How to scrape and analyse your Chess.com data
In this article I will scrape data from my Chess.com profile and analyse my historical performance in live matches. This is a reproducible pipeline using Python. I took up Chess again at the end of 2020 after a long hiatus, so was eager to monitor my performance and see where the weaknesses were. The good part of this pipeline is that the data will be automatically updated so I can always see what I need to improve on and ask the interesting questions on my performance just by re-running these scripts.
Before starting
Before starting you will need a few things. These will set you up to carry out other Data Science projects in the future too - like analysing your Amazon spending data or scraping AutoTrader for multiple makes / models
- Anaconda
- Jupyter Notebooks (installed with Anaconda)
- Selenium
- Google Chrome (latest version)
- Chrome Driver (latest version)
This article will not cover installing programs in detail, but here is a starting point. Install Anaconda first. Anaconda is a distribution of the Python and R programming languages for scientific computing (data science, machine learning applications, large-scale data processing, predictive analytics, etc.), that aims to simplify package management and deployment. Once installed, open Anaconda Prompt and install Selenium using pip install selenium
. Selenium is a web driver built for automated actions in the browser and testing. Finally, ensure you have the latest version of Google Chrome installed and ChromeDriver for the version number of Chrome you're running. On Windows, ensure chromedriver.exe
is in a suitable location such as C:\Windows
.
What will the web scraper do?
Here are the step by step actions the web scraper will perform to scrape Amazon spending data:
- Launches a Chrome browser controlled by Selenium
- Navigates to the Chess.com login page and logs in with your given details
- After login, navigates to the My Games page
- Scrapes all game data
- Repeats for each page in the archive until finished
The resulting data will be enough to answer questions such as:
- Do I win more matches as black or white?

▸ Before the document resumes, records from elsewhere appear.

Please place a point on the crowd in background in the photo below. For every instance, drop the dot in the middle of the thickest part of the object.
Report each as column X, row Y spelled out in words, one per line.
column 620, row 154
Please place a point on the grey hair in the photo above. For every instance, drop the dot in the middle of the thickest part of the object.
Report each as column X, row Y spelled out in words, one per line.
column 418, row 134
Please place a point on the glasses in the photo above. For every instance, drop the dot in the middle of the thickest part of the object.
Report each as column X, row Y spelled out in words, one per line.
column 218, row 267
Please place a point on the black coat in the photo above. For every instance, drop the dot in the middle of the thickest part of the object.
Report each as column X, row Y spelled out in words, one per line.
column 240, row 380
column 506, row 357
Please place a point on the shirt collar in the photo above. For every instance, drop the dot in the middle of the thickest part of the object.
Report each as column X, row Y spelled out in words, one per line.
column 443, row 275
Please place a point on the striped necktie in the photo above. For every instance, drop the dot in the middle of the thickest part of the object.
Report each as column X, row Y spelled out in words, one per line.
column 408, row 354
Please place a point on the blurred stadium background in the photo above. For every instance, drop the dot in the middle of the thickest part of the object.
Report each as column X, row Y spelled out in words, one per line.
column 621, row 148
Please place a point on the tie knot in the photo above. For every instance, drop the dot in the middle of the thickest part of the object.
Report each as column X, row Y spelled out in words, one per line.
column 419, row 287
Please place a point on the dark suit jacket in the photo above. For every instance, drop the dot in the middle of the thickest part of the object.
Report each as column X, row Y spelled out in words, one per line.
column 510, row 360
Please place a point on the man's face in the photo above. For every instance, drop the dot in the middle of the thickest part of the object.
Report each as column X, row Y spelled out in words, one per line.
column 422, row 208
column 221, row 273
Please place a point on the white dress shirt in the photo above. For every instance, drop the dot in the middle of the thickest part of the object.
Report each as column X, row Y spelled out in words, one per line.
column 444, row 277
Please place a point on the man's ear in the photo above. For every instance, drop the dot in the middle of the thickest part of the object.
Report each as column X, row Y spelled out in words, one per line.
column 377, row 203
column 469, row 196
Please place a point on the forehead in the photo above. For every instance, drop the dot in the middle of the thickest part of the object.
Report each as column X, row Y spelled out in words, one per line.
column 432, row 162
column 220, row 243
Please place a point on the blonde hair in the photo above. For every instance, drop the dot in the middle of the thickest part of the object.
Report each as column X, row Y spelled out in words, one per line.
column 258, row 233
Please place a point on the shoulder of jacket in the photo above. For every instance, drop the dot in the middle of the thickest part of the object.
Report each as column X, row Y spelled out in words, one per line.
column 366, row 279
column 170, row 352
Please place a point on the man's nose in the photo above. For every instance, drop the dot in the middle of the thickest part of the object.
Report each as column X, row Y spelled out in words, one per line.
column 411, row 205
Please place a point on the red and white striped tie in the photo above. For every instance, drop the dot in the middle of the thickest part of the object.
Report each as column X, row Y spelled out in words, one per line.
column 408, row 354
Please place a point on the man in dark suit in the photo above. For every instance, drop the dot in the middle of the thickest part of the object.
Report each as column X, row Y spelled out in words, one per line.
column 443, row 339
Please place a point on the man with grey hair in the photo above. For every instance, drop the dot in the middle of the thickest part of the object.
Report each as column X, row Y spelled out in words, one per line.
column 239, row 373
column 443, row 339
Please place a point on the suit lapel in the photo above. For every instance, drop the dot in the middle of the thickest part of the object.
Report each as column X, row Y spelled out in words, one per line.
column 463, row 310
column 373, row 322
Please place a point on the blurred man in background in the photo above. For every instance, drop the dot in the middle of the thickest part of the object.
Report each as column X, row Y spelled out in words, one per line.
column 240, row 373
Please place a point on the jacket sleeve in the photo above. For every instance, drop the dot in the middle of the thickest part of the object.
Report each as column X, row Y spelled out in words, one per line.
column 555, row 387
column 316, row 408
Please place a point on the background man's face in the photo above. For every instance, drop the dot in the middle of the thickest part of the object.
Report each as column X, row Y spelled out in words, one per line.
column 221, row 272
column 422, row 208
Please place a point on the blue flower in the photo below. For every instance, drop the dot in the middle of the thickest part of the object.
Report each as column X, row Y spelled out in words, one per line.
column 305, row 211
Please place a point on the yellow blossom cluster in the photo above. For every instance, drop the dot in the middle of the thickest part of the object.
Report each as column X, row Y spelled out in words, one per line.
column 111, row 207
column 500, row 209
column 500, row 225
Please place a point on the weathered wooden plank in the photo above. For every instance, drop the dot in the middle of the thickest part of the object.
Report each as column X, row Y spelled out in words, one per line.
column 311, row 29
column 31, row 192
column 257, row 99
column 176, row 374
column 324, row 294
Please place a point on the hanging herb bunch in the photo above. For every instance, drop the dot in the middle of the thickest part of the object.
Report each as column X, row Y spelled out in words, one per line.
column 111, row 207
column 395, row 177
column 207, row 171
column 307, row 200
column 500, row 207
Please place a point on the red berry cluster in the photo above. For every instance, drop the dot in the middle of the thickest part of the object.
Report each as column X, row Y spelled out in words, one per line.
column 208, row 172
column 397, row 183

- Do I win shorter or longer games?
- Am I losing to higher or lower rated players?
- Is time-pressure affecting my wins?
- How many of my games reach the endgame?
- Do specific days affect my results?
- Does seasonality affect my results?
- How has my rating developed in 30 min games?
Scraping games data
First to scrape the required data using Selenium. You must provide your Chess.com USERNAME
and PASSWORD
so the script can log you in so be sure to amend these variables these first.
import numpy as np
import pandas as pd
import bs4
from bs4 import BeautifulSoup
import requests
import csv
import datetime
import time
import hashlib
import os
from selenium import webdriver
from selenium.webdriver.common.keys import Keys
from selenium.webdriver.chrome.options import Options
options = webdriver.ChromeOptions()
options.add_argument("--start-maximized")
now = datetime.datetime.now()
USERNAME = "DeadlyKnightX"
PASSWORD = "Your password here"
GAMES_URL = "https://www.chess.com/games/archive?gameOwner=other_game&username=" + \
USERNAME + \
"&gameType=live&gameResult=&opponent=&opening=&color=&gameTourTeam=&" + \
"timeSort=desc&rated=rated&startDate%5Bdate%5D=08%2F01%2F2013&endDate%5Bdate%5D=" + \
str(now.month) + "%2F" + str(now.day) + "%2F" + str(now.year) + \
"&ratingFrom=&ratingTo=&page="
LOGIN_URL = "https://www.chess.com/login"
driver = webdriver.Chrome("chromedriver.exe", options=options)
driver.get(LOGIN_URL)
driver.find_element_by_id("username").send_keys(USERNAME)
driver.find_element_by_id("password").send_keys(PASSWORD)
driver.find_element_by_id("login").click()
time.sleep(5)
tables = []
game_links = []
for page_number in range(4):
driver.get(GAMES_URL + str(page_number + 1))
time.sleep(5)
tables.append(
pd.read_html(
driver.page_source,
attrs={'class':'table-component table-hover archive-games-table'}
)[0]
)
table_user_cells = driver.find_elements_by_class_name('archive-games-user-cell')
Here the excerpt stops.